EcommerceWeb Design

4 types of opt-in lead forms your ecommerce website needs

Running an ecommerce business isn’t easy: You’re physically disconnected from the customer, making it a tremendous struggle to establish trust for that first purchase. An even greater struggle is getting that first-time customer to come back and purchase again: According to research by RJMetrics, only 32 percent of customers studied placed a second order with an ecommerce business during the first year.

Still, if yours is that business, and you can actually win over that customer for a second purchase, your likelihood of achieving additional purchases grows progressively (50 percent for the third purchase, 65 percent for the fourth, 70 percent for the fifth and so on).

Another finding from RJ Metrics — which reviewed data from 176 ecommerce retailers and 18 million customers — was that the major proportion of spending happens within the first 30 days.

These figures, combined with the challenge of getting people to make that first purchase, reinforce the need to consistently engage your audience beyond your website. To push that first sale, I myself find that when I use a collection of different opt-in forms, I create more opportunities. I also use email marketing to increase subscriber engagement.

Here are the four forms I recommend using for your ecommerce site:

1. End of funnel opt-in

This is an offer to subscribe to your newsletter or receive updates from you. Your visitor is already in the account creation/checkout process and has provided a host of personal contact information, including an email address. A single box, checked by default, turns the entire checkout process into an opt-in, so you can continue to market to this person in the future.

Better yet, if visitors provide the info and opt-in but don’t complete the checkout process (cart abandonment), you can reach out with cart abandonment emails to win them back.

If you’re using an off-the-shelf ecommerce platform like Shopify or BigCommerce, you already have this option in place by default. You just need to configure it. For other systems like Magento or WooCommerce/WordPress, you may have to pick up a plugin or application to create an opt-in at the end of your funnel.

2. Exit intent pop-up

People aren’t particularly fond of pop-ups on websites, but the fact remains that they work. “Test after test has proven that popups work extremely well,” writes Richard Lazazzera, of online ecommerce incubator A Better Lemonade Stand. “In one test from Aweber, pop-ups drove 1,375 percent more email captures versus. a sidebar opt-in form.”

Pop-ups can be annoying, but any kind of targeted message can come off annoying when you push anything other than the right message for the right audience. The key is to get your opt-in offer just right and avoid trying to present it in a way that is distracting or intrusive.

Exit intent opt-in forms are something I recommend because they appear only when visitor exhibit a behavior indicating they are about to leave. This includes moving the mouse toward the top of the browser for the back button or closing the window/tab.

This is the perfect opportunity to incentivize the opt-in to capture more leads.

“You can take your pop-ups to the next level by offering an incentive to subscribe,” writes Stuart McKeown, founder of “This is one of the most common tactics used by almost every large ecommerce store — plus we know from a recent RetailMeNot study that a huge, 71 percent of users prefer to use coupons that are sent to them directly via email from brands.”

3. High on the home page

Every page on your store website, from products to category pages, is a potential landing page for customers, so it’s a good idea to have a simple footer/header opt-in on those pages. The major portion of traffic, though, will come through your home page.

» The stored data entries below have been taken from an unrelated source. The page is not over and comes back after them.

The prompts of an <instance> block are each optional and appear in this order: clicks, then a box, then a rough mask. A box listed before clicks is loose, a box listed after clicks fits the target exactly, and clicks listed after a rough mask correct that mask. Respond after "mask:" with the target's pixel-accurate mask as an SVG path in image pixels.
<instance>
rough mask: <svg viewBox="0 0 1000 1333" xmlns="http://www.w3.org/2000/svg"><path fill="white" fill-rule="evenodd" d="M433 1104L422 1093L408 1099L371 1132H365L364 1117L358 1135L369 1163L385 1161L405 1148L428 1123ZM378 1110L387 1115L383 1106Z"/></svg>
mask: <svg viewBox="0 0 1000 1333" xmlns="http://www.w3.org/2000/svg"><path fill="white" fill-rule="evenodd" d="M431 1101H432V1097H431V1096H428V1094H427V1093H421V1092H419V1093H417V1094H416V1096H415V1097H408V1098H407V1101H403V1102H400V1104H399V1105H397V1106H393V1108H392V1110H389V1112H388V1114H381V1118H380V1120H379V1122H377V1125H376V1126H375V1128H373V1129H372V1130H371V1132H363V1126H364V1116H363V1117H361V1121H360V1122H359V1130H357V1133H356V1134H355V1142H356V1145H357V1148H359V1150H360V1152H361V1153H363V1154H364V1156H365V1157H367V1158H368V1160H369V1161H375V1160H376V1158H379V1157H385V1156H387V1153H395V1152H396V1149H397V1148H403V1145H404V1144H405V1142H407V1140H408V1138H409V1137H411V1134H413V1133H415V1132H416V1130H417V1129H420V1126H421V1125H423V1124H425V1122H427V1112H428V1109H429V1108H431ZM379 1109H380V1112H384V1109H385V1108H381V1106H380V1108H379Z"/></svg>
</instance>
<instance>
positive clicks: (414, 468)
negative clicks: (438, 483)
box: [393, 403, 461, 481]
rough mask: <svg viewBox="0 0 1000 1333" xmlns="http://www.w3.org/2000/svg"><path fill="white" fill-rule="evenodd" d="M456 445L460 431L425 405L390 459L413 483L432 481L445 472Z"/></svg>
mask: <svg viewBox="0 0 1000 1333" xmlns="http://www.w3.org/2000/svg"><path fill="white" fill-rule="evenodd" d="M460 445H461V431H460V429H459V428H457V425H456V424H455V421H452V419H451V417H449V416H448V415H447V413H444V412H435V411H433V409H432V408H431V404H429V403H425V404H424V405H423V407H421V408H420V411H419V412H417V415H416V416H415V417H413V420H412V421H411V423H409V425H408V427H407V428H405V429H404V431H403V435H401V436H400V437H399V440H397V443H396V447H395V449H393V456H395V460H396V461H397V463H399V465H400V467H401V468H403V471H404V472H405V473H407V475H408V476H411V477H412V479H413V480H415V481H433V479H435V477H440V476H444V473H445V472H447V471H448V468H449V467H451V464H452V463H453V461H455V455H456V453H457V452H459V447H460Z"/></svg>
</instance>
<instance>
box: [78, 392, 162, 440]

Position a strong call-to-action at the top of your home page that drives visitors to enter their information and subscribe. For your ecommerce store, you can entice them with exclusive discounts, pre-launch product notifications, news, and other subscriber-only content. First-time customer discounts typically work very well for this kind of opt-in.

Try to position these features above the fold on the home page where they’re visible as soon as visitors arrive, but don’t force it. You don’t want to create clutter.

“Don’t cram everything above the fold,” writes Joanna Wiebe, founder of CopyHackers. “Countless tests and scroll-/click-tracking studies have shown that visitors are willing to scroll… as long as they know there’s something to scroll down for.”

4. Push notification opt-in

Push notifications have traditionally been used for mobile applications, but they’re now being leveraged by desktop websites. This is a simple opt-in that asks users for permission to send them push notifications.

The benefit here is that those push notifications can hit on all devices. Given that desktop usage still accounts for 42 percent of total web traffic, this is an opt-in that every ecommerce store should be using. You don’t even need to build a costly app to implement push notifications.

As soon as your visitors opt-in, they’ll start receiving notifications that you send out. These appear in real time even if the browser isn’t open. Clicking on the notification takes them back to the URL you specify, so you can drive traffic to any landing page you like.